|Traffic light photo by alvimann at Morguefile.com|
Do you notice symbols when you are reading? Or, for that matter, in the world around you? They can sometimes be easy to overlook, I think.
Do you incorporate them into your writing? Symbols can add meaning, highlight the underlying theme, or even nudge a reader to make certain connections. I like symbols best when they occur organically and throughout a story, as long as they are not stuffed into the text with a heavy, over-enthusiastic hand. Like mine. When I revise, I often have to delete a symbol or two (or three) that I like too much.

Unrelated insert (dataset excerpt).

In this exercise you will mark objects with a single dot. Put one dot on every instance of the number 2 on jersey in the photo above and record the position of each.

I love coming across symbols while I am reading. Maybe a character has a beloved bicycle that she rides in the beginning of a story. The bicycle ends up at the back of the garage as the story rolls along. This could be a subtle indicator of what is going on in the character’s life. Maybe the bike symbolizes the character being neglected or distracted from what she loves. Maybe the bicycle shows that she’s growing out of a bicycle-riding stage. The bicycle could be just a bike, or it could be a symbol or reflection of what is going on in the character’s life.
Ring photo by lisafanucchi at Morguefile.com
Symbols don’t have to be objects, either. They can be phrases, gestures, or character traits. The trick, for writers, is to be sure that the symbols sprout in a natural way from the story. Whenever I force a symbol into a story, it’s obvious. As in there’s an orangutan sitting at the kitchen table obvious. It’s best to pull symbols from what the story offers.
What are some of your favorite symbols from your reading and writing? I still think about that famous pie from The Help. And, of course, who could forget Frodo’s quest for that symbol of all symbols—the ring?